Set strategy backward, put audience first

By Published on .

BtoB: How can a company tell which social media tool is best for it?

Laura Ramos: If a b-to-b company starts its social media plans by deciding which tool to use, it is going about setting strategy backward. Based on my experience at Xerox and Forrester Research, I found b-to-b marketers who set social media strategy successfully start with audience and objectives first. At Forrester, we created an acronym, called POST, to help marketers remember to do this. POST stands for “People, Objectives, Strategy and Tactics/Tools.” This isn't easy, but it keeps marketers from starting social activities that deliver disappointing results or that they have to abandon later.

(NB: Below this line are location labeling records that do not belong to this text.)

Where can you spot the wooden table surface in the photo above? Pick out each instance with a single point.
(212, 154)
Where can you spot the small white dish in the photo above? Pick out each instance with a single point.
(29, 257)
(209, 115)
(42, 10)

BtoB: How can you assure that a customer is going to get what you want out of a website?

Ramos: The b-to-b marketer should set website strategy by starting with audience and its goals, not the company's. I see many b-to-b sites that are inside out—the sites focus inwardly on telling the company's story and promoting its products and capabilities. By and large, the site ignores the customer's motivations for visiting the site. Instead, sites should be outside in and work to help visitors achieve their goals. Those goals can vary, so the Web manager must understand what customers want to accomplish when visiting the site. Site design should help educate them, answer their questions or let them conduct transactions. When you help them to achieve goals, visitors find your site valuable and will visit it more often.

BtoB: What is the best way to maintain customer interest using social media on a website?

Ramos: Keeping customers engaged on the Web challenges many b-to-b marketers. Because b-to-b sites tend to be inside out, most miss opportunities to gather information from potential buyers that could help sales and marketing learn more. Good content is essential because it attracts the buyer to the site. However, once you get visitors onto the site, the content and experience must engage them actively. Use short surveys, videos, discussions or interactive experiences like Xerox's Ready for Real Business to do this. Beyond time frame and purchase authority, collect information that delves deeper into the buying process like which capabilities buyers most desire and what factors will most influence their decision to purchase.